AppleTV+ a sorti le nouveau film de Spike Lee « De haut en bas », dans lequel Denzel Washington joue un producteur de musique branché dont le fils est kidnappé. Pourquoi ce nouveau film du réalisateur américain mérite-t-il une chance ? Nous vous le d...
Des criminels de rue kidnappent le fils de David King (Denzel Washington), producteur de musique new-yorkais, et exigent pas moins de 17 millions de dollars. Le père star s'agite pour trouver l'argent (bien qu'un simple appel à la banque ou la vente de quelques babioles suffirait), mais il s'avère que les ravisseurs se sont trompés et ont attrapé le mauvais garçon. La victime de l'enlèvement est le fils de l'ami de David, qui travaillait également comme son chauffeur (Jeffrey Wright). Et là, le producteur fait marche arrière : pourquoi paierait-il si ce n'est pas sa progéniture qui est retenue en otage ? D'autant plus que King a une affaire importante en jeu, chaque centime compte, et en cas d'échec, il perdra tout.
Spike Lee cette fois-ci observe attentivement la vie des bourgeois new-yorkais de l'industrie musicale, au lieu d'explorer les rues comme d'habitude. Penthouses luxueux, iPhones en or, écouteurs en or, « oreilles en or » du protagoniste interprété par un Denzel Washington encore vigoureux malgré son âge vénérable. Voitures haut de gamme, voix veloutée récitant du hip-hop en off, et regards langoureux vers un avenir où rien ne changera pour le héros. Tout restera exactement pareil. Bref, cher et riche.

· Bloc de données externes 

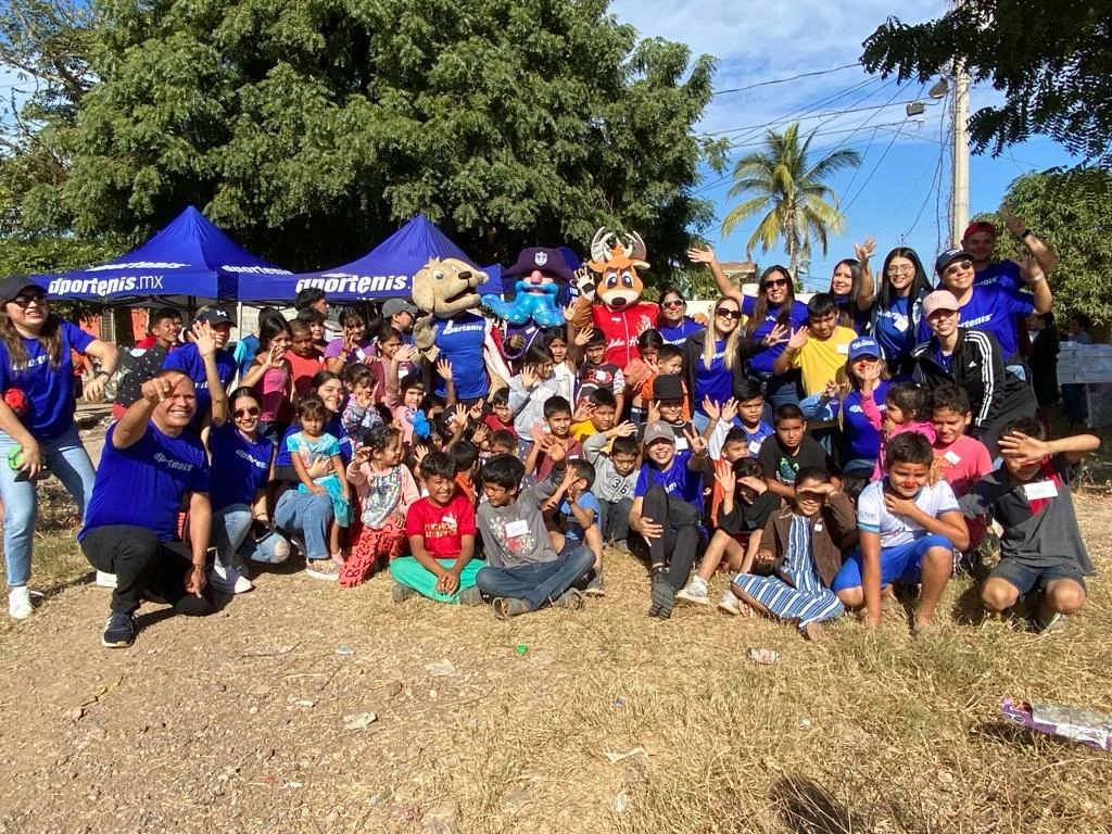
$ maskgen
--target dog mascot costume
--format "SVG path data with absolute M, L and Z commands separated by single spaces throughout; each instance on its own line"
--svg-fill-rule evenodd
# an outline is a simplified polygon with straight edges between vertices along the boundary
M 486 295 L 483 307 L 506 322 L 503 354 L 514 363 L 546 329 L 564 324 L 563 308 L 575 274 L 559 249 L 534 247 L 523 249 L 517 262 L 502 275 L 504 280 L 518 279 L 514 297 L 504 301 Z
M 414 345 L 428 360 L 426 373 L 435 380 L 436 394 L 445 396 L 446 384 L 436 374 L 436 363 L 451 363 L 456 398 L 468 403 L 509 379 L 498 337 L 490 322 L 475 310 L 476 288 L 486 272 L 456 258 L 433 258 L 414 276 L 414 304 L 424 314 L 414 322 Z
M 645 285 L 637 275 L 638 269 L 648 269 L 645 260 L 645 241 L 637 232 L 623 235 L 618 239 L 605 228 L 595 232 L 590 241 L 590 260 L 587 266 L 597 274 L 595 299 L 592 304 L 587 294 L 580 292 L 575 301 L 575 315 L 569 330 L 594 327 L 606 336 L 606 358 L 619 368 L 626 367 L 638 356 L 637 337 L 656 327 L 659 307 L 642 301 Z M 575 337 L 568 332 L 568 339 Z

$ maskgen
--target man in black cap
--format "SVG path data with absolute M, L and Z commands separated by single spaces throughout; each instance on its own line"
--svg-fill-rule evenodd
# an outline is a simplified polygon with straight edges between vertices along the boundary
M 193 380 L 197 388 L 197 410 L 190 421 L 193 430 L 199 431 L 211 417 L 212 398 L 226 396 L 236 375 L 236 359 L 224 348 L 235 324 L 227 312 L 210 307 L 193 321 L 193 340 L 171 350 L 162 363 L 162 370 L 180 370 Z M 216 351 L 211 356 L 202 356 L 197 348 L 196 339 L 200 336 L 209 336 L 216 342 Z

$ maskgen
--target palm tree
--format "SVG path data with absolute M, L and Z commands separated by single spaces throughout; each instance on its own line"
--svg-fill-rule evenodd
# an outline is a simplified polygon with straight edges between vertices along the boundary
M 826 255 L 827 237 L 845 227 L 838 197 L 823 180 L 861 165 L 855 150 L 833 150 L 812 162 L 807 152 L 814 138 L 812 131 L 801 145 L 798 122 L 783 133 L 770 130 L 764 150 L 737 160 L 734 185 L 726 192 L 728 198 L 754 196 L 734 206 L 722 221 L 722 234 L 729 235 L 743 220 L 764 214 L 745 245 L 746 257 L 753 257 L 757 244 L 766 252 L 783 239 L 793 278 L 801 261 L 811 259 L 812 239 Z

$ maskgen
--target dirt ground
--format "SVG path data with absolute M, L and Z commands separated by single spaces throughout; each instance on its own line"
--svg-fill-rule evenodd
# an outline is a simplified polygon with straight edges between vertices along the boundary
M 108 651 L 110 592 L 62 517 L 37 543 L 47 597 L 0 625 L 0 832 L 1112 831 L 1112 754 L 999 716 L 1006 696 L 1112 713 L 1112 512 L 1078 507 L 1102 575 L 1066 632 L 981 622 L 955 580 L 927 641 L 900 612 L 822 646 L 649 619 L 615 553 L 580 613 L 498 623 L 291 566 L 210 618 L 145 606 Z

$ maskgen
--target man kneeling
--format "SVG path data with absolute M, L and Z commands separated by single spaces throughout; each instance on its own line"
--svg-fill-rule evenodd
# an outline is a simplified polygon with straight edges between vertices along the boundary
M 563 469 L 555 470 L 563 475 Z M 494 597 L 499 619 L 536 610 L 546 603 L 564 608 L 583 607 L 583 595 L 572 585 L 595 564 L 586 545 L 568 538 L 557 555 L 540 513 L 539 489 L 522 488 L 525 465 L 513 455 L 496 455 L 483 467 L 486 503 L 479 505 L 478 528 L 487 566 L 475 575 L 475 585 Z
M 98 570 L 116 574 L 111 614 L 101 645 L 135 642 L 135 612 L 145 593 L 157 594 L 180 614 L 212 612 L 201 596 L 212 510 L 209 467 L 200 439 L 186 430 L 197 410 L 192 380 L 163 370 L 143 383 L 142 397 L 108 427 L 97 480 L 78 534 Z M 178 508 L 189 496 L 192 564 L 167 547 Z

C'est précisément sur fond de ce vernis impeccable que ce qui semble être un dilemme moral sur un choix difficile se transforme chez Spike Lee en une comédie criminelle dans l'esprit tantôt des frères Coen, tantôt de Guy Ritchie. Bien que cette comparaison ne puisse être créditée qu'en faveur de ces derniers. On ne peut pas dire catégoriquement que le film est un échec. Il a au moins assez d'énergie et d'enthousiasme pour rester un film qui ne gâchera pas une soirée. Spike Lee ne semble pas viser plus haut.
Le violon principal dans ce mélange de scènes décorées d'or clinquant est sans aucun doute joué par Denzel Washington, qui active son mode de métamorphose magistrale. Son visage est un blockbuster à part entière : tout est clair, transparent, se lit sans traduction. Parfois, son regard fait rire, parfois il fait frissonner. Et oui, scène après scène, il livre aussi fraîchement que si « Training Day » était sorti jeudi dernier, et non il y a vingt-quatre ans.

Le film a bien sûr aussi son lot de défauts. Des bizarreries dans le scénario, à l'action étrange dans le final, en passant par des dialogues douloureusement pompeux, comme tirés d'une rédaction d'école. Spike Lee ne fait pas de cérémonie avec l'intrigue centrale, mettant rapidement de côté les dilemmes éthiques, et la scène des réflexions difficiles du héros avant un choix crucial dans son bureau luxueux ne dure que 5 à 6 minutes. Ensuite, le réalisateur se lance à corps perdu : la police devient des figurants inutiles, et King, grâce à son ouïe unique, retrouve lui-même le criminel, et une poursuite invraisemblable commence, couronnée par une bagarre sur le toit d'un train en marche.
Imaginer cela dans la réalité est bien sûr difficile, mais Spike Lee compte entièrement sur sa star principale, et celle-ci justifie pleinement cette confiance, devenant le point d'appui d'une structure cinématographique qui se balance progressivement. Selon la logique de Spike Lee, c'est le cas où le héros et ses boutons de manchette en diamant peuvent raconter une histoire mieux que n'importe quel scénario. Avec ces « imperfections » délibérément introduites, presque artificielles, le réalisateur semble vouloir transmettre quelque chose d'important au spectateur.

Peut-être nous invitait-il à nous distraire de l'éclat du tapis roulant hollywoodien et à apprécier son envergure d'auteur, à déformer le langage cinématographique habituel, à se moquer du clinquant bigarré des genres. À ironiser sur le montage. À souligner l'absurdité et l'artificialité même de ce qui se passe à l'écran. Comme pour dire : ne cherchez rien ici, laissez simplement l'image et les émotions vous traverser, sans les filtrer par l'ironie ou le préjugé.
De tels gestes créatifs en disent long sur l'auteur lui-même et sur son intention. Et la conclusion est simple : Spike Lee reste largement fidèle à lui-même et rappelle que le véritable art cinématographique, même dans son « imperfection » délibérée, reste inestimable. « De haut en bas » ne prétend pas au statut de chef-d'œuvre, mais il reflète honnêtement son époque : avec son éclat, ses fissures, ses fossés sociaux et ses questions éternelles sur le prix de l'humanité, quand tout semble pouvoir s'acheter.